Dr Kerstin Ronneberger (DKRZ) Dr Stephan Kindermann (DKRZ)

Describe the added value of the Grid for the scientific/technical activity you (plan to) do on the Grid. This should include the scale of the activity and of the potential user community and the relevance for other scientific or business applications

The Grid offers a common platform to share data, tools and resources, which could be useful to the entire climate community. Even though most large climate and earthsystem models are designed for specialized computer architectures, the pre- and post-processing of input and output data could be done on the grid, once data and tools were accessible. But still some effort is required to seamlessly and efficiently integrate data - described by complex metadata and e.g. stored in databases - into the grid.
We develop a service-oriented architecture to integrate external data sources with complex metadata into a grid infrastructure. The system is built modular and based on common standards such as webservice technology and gridftp for data access, ISO 19115 for data description and OAI protocol for metadata harvesting. This makes the system easily adaptable and expandable and thus potentially beneficial also to other communities that wish to integrate databases and their describing metadata

Describe the scientific/technical community and the scientific/technical activity using (planning to use) the EGEE infrastructure. A high-level description is needed (neither a detailed specialist report nor a list of references).

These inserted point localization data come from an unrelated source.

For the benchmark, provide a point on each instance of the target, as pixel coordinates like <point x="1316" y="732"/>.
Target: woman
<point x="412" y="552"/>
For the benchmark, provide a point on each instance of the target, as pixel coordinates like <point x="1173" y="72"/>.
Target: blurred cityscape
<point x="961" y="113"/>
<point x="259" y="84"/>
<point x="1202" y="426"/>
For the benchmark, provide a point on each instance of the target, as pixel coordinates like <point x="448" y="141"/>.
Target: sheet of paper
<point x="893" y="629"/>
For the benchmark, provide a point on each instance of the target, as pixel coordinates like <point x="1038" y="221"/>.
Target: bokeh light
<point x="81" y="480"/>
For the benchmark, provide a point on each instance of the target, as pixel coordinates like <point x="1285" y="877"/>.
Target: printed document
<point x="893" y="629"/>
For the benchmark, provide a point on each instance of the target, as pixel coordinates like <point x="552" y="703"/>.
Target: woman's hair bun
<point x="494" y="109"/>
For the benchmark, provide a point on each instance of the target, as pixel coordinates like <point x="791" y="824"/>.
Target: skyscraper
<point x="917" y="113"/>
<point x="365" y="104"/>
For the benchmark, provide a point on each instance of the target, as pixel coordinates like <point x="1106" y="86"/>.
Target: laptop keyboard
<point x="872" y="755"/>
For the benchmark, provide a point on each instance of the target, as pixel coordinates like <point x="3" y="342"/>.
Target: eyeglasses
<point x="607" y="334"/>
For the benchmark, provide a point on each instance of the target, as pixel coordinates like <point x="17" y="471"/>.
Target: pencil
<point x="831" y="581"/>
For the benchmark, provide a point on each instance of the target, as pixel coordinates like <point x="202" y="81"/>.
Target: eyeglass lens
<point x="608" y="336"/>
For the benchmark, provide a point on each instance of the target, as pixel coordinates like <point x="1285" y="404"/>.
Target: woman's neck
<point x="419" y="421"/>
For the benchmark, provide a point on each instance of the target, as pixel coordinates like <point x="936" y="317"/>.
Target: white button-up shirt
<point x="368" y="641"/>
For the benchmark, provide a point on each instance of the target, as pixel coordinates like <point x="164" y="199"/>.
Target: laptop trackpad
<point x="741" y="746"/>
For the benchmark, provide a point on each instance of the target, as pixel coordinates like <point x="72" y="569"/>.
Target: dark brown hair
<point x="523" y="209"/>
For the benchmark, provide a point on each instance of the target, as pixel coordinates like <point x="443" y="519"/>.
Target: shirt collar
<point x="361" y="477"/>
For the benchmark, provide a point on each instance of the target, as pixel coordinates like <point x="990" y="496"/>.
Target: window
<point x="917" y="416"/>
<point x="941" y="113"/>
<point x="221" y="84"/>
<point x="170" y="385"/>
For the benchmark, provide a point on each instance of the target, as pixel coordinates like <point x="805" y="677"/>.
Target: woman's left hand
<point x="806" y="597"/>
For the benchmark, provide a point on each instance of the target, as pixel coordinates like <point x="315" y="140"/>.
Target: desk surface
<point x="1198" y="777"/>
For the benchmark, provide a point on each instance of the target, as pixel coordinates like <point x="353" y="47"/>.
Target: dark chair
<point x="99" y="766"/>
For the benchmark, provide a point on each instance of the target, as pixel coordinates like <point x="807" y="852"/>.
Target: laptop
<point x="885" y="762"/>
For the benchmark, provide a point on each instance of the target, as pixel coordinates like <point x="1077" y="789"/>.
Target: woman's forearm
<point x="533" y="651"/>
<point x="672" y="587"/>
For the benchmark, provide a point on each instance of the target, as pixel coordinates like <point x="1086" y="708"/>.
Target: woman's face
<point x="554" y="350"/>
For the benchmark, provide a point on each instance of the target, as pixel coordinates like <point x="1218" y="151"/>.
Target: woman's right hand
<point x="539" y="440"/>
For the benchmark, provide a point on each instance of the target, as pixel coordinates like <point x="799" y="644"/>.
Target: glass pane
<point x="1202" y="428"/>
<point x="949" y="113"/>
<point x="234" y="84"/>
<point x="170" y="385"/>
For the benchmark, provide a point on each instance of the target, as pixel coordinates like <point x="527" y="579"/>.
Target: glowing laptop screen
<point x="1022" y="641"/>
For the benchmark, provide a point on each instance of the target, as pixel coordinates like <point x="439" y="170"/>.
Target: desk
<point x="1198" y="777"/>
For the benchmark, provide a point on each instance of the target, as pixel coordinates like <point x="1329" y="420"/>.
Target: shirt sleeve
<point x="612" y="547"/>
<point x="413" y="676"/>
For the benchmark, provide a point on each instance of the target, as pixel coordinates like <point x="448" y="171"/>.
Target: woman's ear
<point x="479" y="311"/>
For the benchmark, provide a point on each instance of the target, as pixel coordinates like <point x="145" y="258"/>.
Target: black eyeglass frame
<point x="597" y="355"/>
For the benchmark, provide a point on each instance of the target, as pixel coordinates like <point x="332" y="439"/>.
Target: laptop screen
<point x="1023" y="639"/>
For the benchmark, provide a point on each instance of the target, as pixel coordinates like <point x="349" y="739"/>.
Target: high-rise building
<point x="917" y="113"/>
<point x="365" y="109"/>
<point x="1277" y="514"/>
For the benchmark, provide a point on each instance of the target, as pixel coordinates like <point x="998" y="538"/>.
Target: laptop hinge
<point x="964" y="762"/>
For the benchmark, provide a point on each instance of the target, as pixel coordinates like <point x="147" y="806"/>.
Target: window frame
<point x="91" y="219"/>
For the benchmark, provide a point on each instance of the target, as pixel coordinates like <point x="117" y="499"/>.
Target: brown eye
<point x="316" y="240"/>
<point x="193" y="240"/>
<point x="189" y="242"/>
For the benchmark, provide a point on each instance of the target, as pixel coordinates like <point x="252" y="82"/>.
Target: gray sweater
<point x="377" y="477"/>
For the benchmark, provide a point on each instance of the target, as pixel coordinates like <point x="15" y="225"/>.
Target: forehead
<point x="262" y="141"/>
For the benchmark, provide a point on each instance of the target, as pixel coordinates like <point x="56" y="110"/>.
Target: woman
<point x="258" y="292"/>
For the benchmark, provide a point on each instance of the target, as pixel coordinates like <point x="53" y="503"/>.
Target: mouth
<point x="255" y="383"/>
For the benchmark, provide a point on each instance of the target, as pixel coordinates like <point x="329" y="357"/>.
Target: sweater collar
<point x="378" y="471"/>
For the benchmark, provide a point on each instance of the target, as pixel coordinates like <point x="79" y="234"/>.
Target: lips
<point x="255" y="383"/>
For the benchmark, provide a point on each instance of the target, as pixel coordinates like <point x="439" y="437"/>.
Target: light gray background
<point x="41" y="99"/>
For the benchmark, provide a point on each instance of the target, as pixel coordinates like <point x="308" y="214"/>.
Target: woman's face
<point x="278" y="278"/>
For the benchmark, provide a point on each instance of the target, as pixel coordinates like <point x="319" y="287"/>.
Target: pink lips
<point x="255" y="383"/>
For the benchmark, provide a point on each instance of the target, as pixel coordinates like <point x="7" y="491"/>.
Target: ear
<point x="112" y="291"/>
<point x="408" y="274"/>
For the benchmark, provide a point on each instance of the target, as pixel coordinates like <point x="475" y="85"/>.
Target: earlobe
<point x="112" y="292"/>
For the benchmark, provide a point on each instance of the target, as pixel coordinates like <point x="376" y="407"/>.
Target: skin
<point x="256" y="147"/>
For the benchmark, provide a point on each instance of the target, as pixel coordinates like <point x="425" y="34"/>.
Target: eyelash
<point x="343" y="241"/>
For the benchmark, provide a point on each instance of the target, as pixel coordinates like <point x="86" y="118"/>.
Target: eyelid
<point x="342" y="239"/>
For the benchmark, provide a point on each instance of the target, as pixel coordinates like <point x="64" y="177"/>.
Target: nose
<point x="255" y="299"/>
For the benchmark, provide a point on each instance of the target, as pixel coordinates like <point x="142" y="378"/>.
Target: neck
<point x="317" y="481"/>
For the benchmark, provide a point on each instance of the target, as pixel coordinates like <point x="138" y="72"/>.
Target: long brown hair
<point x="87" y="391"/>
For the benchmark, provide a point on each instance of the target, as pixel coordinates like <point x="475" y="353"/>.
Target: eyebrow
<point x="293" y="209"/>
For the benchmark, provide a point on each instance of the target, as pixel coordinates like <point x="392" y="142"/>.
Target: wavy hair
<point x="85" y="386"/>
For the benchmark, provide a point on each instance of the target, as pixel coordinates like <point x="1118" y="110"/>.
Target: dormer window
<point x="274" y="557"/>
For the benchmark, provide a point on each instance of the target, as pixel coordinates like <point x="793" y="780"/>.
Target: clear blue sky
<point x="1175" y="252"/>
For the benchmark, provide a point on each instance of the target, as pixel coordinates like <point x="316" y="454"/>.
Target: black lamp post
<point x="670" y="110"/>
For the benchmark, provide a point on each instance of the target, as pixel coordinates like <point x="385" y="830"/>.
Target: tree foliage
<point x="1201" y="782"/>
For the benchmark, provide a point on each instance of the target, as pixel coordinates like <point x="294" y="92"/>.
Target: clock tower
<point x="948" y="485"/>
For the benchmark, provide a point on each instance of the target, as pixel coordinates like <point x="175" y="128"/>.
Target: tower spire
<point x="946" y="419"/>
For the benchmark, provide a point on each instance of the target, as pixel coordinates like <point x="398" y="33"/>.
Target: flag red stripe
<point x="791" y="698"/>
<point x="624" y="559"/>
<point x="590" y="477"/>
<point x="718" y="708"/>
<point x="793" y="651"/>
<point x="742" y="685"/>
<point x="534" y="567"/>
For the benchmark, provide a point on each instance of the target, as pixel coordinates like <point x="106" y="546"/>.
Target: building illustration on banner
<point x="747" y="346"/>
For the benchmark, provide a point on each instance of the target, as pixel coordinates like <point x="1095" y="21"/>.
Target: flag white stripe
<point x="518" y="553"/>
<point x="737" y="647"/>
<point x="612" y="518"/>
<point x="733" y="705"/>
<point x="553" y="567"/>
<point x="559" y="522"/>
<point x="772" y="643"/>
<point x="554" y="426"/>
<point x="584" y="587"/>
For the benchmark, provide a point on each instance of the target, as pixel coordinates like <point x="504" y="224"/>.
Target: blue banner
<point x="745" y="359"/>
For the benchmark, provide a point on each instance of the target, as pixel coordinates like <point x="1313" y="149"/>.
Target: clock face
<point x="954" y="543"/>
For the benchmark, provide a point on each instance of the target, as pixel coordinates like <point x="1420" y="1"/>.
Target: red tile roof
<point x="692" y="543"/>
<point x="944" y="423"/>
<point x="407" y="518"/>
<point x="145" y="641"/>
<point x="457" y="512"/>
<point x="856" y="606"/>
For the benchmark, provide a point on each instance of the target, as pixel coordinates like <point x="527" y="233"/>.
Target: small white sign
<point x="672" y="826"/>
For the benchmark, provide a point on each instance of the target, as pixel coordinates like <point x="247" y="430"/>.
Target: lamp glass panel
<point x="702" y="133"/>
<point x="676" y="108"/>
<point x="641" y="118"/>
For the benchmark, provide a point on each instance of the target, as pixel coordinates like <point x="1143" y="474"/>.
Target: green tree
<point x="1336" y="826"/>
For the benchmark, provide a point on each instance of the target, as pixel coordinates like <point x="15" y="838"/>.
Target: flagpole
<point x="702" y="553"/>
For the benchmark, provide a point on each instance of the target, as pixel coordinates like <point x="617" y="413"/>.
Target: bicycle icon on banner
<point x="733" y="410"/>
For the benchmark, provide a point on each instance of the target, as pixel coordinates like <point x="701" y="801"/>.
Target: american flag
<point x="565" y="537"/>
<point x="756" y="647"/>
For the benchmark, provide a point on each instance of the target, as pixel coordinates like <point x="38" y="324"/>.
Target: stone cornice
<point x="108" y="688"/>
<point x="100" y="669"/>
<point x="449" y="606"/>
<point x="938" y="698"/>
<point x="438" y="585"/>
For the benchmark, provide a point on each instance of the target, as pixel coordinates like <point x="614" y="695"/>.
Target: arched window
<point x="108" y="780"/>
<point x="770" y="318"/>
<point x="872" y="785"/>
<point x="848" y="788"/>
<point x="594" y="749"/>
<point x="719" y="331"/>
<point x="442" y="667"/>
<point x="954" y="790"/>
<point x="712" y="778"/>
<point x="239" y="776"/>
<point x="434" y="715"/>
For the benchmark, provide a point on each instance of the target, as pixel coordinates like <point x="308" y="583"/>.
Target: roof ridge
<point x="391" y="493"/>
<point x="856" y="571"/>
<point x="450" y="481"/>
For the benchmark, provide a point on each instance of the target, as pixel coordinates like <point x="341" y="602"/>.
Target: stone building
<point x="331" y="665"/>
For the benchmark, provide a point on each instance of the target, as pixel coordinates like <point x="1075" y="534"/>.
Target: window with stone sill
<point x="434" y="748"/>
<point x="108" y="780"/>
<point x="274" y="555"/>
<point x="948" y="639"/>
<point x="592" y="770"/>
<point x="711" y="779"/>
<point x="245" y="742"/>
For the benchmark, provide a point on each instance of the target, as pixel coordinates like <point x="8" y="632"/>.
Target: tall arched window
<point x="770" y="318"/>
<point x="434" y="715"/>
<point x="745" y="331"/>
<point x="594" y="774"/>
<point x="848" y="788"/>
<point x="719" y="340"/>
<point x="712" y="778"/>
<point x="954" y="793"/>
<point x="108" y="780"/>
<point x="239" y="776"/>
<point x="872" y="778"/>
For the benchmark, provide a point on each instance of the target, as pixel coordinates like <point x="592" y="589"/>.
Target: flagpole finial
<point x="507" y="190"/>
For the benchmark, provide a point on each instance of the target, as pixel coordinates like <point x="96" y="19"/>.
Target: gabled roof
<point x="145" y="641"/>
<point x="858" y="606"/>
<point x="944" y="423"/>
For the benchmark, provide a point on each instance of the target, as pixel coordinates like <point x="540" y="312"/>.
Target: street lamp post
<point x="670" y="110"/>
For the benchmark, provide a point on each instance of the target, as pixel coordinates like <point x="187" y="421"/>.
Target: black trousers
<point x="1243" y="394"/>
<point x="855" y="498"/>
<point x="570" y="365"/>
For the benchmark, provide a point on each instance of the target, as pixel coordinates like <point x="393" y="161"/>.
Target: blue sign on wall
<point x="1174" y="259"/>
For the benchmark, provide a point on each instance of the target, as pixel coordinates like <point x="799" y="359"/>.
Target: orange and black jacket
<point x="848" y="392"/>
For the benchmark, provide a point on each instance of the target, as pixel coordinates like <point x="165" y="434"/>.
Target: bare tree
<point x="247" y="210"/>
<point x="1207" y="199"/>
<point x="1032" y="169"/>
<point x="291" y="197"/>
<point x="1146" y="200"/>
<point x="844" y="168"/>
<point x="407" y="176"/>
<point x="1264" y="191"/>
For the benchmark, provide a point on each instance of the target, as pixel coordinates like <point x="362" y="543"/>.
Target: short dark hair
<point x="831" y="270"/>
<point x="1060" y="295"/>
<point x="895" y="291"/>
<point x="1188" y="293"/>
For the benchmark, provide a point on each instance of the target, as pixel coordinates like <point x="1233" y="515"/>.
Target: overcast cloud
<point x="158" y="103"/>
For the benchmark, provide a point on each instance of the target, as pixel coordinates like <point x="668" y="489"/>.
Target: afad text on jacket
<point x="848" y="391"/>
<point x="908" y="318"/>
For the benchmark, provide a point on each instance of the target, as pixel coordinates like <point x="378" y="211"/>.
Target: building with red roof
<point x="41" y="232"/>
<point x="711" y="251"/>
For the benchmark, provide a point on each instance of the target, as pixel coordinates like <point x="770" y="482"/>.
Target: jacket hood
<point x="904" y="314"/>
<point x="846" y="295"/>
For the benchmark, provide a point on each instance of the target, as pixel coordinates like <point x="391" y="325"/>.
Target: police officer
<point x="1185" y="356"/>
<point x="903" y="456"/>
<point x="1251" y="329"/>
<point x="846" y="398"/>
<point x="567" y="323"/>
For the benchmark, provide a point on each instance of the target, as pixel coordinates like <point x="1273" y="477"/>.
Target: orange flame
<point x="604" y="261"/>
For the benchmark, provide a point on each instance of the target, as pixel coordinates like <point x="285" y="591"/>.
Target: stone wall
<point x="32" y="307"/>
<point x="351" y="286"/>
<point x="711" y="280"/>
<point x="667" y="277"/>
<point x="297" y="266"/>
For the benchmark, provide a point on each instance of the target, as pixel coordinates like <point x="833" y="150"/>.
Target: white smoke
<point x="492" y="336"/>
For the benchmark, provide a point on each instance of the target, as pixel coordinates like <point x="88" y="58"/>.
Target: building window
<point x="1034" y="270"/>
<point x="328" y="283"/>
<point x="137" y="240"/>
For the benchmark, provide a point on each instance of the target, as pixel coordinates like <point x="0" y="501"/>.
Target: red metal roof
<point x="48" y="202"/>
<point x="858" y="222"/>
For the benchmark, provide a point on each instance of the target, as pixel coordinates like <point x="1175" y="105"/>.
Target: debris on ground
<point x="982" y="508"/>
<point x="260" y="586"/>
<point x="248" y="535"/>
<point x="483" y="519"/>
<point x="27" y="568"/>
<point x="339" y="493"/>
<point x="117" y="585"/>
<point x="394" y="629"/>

Climate research is data- and collaboration-intensive. Climate and earthsystem models are calibrated and driven by data of different scientific and technical sources. Model results describe several spheres and are needed and analysed by various scientists of diverse disciplines. Moreover, multi model comparisons gain in importance to evaluate uncertainty of models and results. Yet, most of the data is stored in large archives and central databases and analysis is done locally and individually.

Report on the experience (or the proposed activity). It would be very important to mention key services which are essential for the success of your activity on the EGEE infrastructure.

A prototype, developed in collaboration with the German, community driven Grid initiative C3-Grid (http://www.c3-grid.de/), was setup to demonstrate the feasibility of the developed system. Data of different German earthsystem science data centres can be discovered, browsed and uploaded to the EGEE infrastructure via a central Web portal. Via the same Web portal an example workflow can be triggered to run on EGEE; the results are automatically described in ISO 19115 and republished to a central metadata catalogue.
The administration, update and republishing of processed data is based on the data management services of EGEE, such the lfc-tools, the lfn catalogue and the storage elements. To find and retrieve the data of different data centres, currently tools of the C3Grid are used. The system can be easily expanded by further international data providers. Respective collaborations with the British NERC datagrid and the US-American earth system grid are ongoing.